The Opus concept is designed for middle-market residents, but carries a few differences from a typical middle-market community. In addition to their monthly rates, residents pay a one-time “community share” that is partially refundable when they move out. Health care costs would be shouldered by residents on an on-needed basis, and 2Life believes it can use its scale to lower pricing for those services through partnerships. Residents can also “borrow” from their future refund if they run out of funds for care.

Opus communities are planned to have units that are smaller than those found at more traditional senior living communities, with flexible community spaces instead of the typical slate of luxury-focused amenities such as a pool or spa.
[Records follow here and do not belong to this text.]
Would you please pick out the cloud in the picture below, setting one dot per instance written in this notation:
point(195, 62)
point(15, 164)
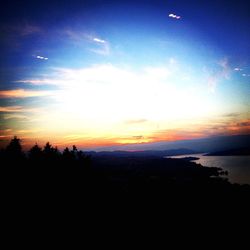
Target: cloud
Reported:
point(17, 109)
point(98, 40)
point(223, 73)
point(22, 93)
point(174, 16)
point(101, 46)
point(238, 69)
point(39, 82)
point(138, 121)
point(10, 108)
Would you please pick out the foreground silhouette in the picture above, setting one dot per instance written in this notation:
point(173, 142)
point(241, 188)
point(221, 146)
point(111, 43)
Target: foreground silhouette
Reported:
point(46, 172)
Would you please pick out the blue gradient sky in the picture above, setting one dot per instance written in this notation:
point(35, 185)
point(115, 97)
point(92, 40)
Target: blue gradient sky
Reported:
point(110, 72)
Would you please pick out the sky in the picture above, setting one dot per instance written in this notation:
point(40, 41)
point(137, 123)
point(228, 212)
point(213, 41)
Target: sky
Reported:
point(101, 73)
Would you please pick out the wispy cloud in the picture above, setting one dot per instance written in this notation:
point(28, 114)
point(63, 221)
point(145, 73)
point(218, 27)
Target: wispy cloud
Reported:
point(17, 109)
point(238, 69)
point(10, 108)
point(41, 57)
point(138, 121)
point(80, 38)
point(98, 40)
point(22, 93)
point(223, 73)
point(174, 16)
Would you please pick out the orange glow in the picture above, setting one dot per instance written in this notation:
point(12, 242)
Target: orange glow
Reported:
point(21, 93)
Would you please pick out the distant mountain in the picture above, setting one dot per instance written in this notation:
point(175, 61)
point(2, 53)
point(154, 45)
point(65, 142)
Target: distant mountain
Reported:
point(236, 151)
point(211, 144)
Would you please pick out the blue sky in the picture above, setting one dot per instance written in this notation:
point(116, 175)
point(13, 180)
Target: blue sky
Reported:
point(110, 72)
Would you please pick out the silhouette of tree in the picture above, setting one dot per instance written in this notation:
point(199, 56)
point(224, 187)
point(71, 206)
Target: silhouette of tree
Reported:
point(50, 153)
point(35, 153)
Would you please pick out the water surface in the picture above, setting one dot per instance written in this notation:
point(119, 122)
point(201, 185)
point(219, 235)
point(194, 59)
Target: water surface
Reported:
point(238, 167)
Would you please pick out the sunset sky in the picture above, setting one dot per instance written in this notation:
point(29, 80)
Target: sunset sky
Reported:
point(96, 73)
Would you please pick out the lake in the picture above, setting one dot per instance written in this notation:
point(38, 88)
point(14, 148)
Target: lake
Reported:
point(238, 167)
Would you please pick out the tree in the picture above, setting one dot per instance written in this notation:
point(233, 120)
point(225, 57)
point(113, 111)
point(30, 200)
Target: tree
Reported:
point(35, 153)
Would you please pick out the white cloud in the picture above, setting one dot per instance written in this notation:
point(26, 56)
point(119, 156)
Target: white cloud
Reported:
point(174, 16)
point(222, 73)
point(98, 40)
point(42, 57)
point(238, 69)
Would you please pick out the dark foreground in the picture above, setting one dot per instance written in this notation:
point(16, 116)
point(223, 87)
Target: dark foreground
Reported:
point(48, 180)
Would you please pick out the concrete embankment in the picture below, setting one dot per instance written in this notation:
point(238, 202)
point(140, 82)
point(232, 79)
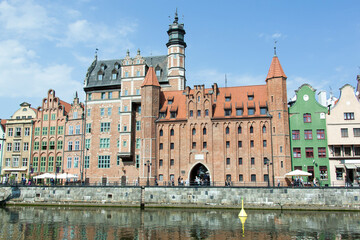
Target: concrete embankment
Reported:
point(194, 197)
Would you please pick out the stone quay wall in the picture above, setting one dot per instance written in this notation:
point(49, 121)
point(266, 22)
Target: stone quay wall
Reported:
point(216, 197)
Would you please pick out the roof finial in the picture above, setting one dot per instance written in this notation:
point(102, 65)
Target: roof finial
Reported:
point(176, 17)
point(275, 48)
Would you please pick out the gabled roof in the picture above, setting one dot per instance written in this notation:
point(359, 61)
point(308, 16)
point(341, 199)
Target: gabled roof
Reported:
point(275, 69)
point(150, 78)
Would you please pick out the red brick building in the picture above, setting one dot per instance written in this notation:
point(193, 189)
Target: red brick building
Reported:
point(143, 124)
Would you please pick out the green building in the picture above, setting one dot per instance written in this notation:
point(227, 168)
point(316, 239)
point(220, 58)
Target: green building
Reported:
point(307, 122)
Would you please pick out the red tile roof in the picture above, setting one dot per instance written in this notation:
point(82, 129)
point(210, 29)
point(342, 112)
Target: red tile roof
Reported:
point(150, 78)
point(275, 69)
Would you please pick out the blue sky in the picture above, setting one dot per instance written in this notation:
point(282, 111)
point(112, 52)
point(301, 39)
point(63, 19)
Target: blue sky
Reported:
point(50, 44)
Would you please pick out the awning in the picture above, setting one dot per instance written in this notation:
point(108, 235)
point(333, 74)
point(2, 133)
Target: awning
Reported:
point(350, 166)
point(14, 169)
point(339, 166)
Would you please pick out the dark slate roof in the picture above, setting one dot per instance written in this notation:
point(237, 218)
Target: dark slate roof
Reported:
point(91, 80)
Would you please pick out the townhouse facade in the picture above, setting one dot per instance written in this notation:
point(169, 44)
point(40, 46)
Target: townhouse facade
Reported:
point(343, 128)
point(18, 137)
point(309, 151)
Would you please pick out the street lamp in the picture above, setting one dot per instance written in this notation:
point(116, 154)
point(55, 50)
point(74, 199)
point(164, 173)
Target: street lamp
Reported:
point(148, 164)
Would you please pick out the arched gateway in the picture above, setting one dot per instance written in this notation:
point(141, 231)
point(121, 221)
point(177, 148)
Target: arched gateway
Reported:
point(199, 175)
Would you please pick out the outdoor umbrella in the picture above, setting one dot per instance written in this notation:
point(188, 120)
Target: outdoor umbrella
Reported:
point(297, 173)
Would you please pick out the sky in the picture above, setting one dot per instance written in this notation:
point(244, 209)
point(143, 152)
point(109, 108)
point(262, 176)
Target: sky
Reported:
point(50, 44)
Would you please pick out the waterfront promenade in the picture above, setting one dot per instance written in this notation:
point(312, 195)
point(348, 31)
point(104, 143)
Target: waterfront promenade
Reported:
point(180, 196)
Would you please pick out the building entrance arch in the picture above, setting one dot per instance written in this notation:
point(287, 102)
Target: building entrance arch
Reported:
point(199, 175)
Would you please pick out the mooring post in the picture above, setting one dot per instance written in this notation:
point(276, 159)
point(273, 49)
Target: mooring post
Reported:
point(142, 200)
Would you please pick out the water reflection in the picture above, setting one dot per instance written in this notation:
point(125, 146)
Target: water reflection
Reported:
point(132, 223)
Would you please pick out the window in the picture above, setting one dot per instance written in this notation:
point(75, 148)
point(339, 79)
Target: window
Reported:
point(60, 130)
point(296, 134)
point(105, 127)
point(263, 110)
point(16, 146)
point(308, 134)
point(70, 145)
point(68, 163)
point(322, 152)
point(253, 177)
point(344, 132)
point(349, 116)
point(37, 131)
point(307, 117)
point(17, 132)
point(24, 162)
point(297, 152)
point(26, 146)
point(138, 143)
point(87, 143)
point(251, 111)
point(52, 130)
point(104, 162)
point(356, 132)
point(88, 128)
point(10, 132)
point(76, 162)
point(27, 132)
point(309, 152)
point(138, 125)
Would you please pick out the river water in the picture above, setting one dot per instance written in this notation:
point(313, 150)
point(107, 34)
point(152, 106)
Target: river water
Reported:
point(159, 223)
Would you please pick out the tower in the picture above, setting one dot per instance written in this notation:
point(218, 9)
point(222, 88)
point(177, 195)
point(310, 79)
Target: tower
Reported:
point(176, 54)
point(150, 96)
point(277, 107)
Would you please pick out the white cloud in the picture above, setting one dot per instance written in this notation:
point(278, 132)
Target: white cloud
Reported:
point(22, 76)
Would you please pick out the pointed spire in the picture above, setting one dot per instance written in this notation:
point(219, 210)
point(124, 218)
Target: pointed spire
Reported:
point(275, 69)
point(151, 79)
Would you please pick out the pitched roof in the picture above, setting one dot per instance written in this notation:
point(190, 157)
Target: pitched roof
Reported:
point(275, 69)
point(150, 78)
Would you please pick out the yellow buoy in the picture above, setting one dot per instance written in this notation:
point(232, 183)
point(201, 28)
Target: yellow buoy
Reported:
point(242, 212)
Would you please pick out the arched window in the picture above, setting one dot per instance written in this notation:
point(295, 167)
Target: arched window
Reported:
point(227, 130)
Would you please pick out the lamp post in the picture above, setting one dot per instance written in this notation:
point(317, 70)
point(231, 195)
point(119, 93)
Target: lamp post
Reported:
point(148, 164)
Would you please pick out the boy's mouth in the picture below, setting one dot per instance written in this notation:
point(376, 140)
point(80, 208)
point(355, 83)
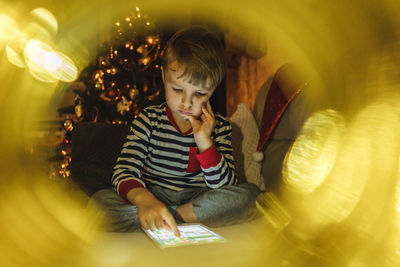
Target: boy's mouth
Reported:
point(186, 113)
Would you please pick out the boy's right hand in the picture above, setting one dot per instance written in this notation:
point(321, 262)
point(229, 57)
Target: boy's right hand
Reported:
point(152, 213)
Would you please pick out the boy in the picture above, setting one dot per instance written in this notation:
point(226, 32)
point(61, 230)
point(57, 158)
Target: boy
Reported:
point(176, 163)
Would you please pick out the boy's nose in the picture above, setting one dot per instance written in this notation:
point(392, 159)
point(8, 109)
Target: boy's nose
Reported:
point(186, 101)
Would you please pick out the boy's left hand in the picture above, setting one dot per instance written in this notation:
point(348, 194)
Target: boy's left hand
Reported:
point(203, 127)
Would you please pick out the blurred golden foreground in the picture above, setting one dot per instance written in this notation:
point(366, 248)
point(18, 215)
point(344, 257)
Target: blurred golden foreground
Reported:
point(339, 204)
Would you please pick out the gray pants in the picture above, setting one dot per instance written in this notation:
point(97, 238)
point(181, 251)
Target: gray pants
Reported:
point(231, 204)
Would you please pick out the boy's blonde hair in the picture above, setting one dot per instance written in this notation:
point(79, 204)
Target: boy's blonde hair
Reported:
point(200, 53)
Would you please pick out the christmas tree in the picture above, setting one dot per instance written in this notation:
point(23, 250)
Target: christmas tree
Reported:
point(123, 79)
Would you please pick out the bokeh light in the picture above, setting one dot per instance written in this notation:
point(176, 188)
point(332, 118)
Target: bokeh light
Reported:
point(314, 152)
point(339, 203)
point(45, 17)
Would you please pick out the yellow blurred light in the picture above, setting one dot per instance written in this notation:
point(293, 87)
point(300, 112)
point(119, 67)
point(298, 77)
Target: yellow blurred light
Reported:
point(46, 18)
point(14, 57)
point(8, 30)
point(52, 61)
point(35, 57)
point(313, 154)
point(47, 65)
point(66, 71)
point(36, 31)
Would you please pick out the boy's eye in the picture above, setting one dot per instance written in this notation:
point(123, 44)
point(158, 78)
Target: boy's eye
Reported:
point(177, 90)
point(199, 94)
Care services are designed to take place in residents’ apartments as needed; and where traditional senior living uses a high-touch staffing model to offer a catered lifestyle, Opus communities are centered around resident-driven programming and volunteering.

Evergreen’s First-Of-Its-Kind Chicago Community

Care is among the hardest aspects of senior living to make affordable. But a newly opened community on Chicago’s North Side might provide a window into how that might be done.

The first residents have already moved into Ravenswood Senior Living, a senior living community from affordable senior housing developer Evergreen Real Estate Group, Synergy Construction Group and the Chicago Housing Authority. Set in a 10-story building in Chicago’s Ravenswood neighborhood are 74 one-bedroom independent living apartments for Chicago Housing Authority residents, as well as another 119 units for residents participating in the Illinois Supportive Living Program, which is an alternative to nursing home care from the Illinois Department of Healthcare and Family Services.

The community is notable as purportedly the first development of its kind in the state of Illinois, and one of the first in the country that has both independent living and supportive living services for low-income older adults under one roof. It’s also set inside of a former hospital, exemplifying another current direction of the adaptive reuse trend.

Evergreen has undertaken a number of other forward-thinking projects, such as Chicago Housing Authority-subsidized senior apartments situated above new Chicago Public Library Branches. The Ravenswood project also came together thanks to a change to legislation allowing for assisted living units in mixed-use developments, a move that Evergreen had a hand in, according to director of development David Block. The company’s project in Chicago’s Ravenswood neighborhood could open the door for other similar projects in Illinois — and, it also shows how difficult it can be to push the envelope on senior living innovation.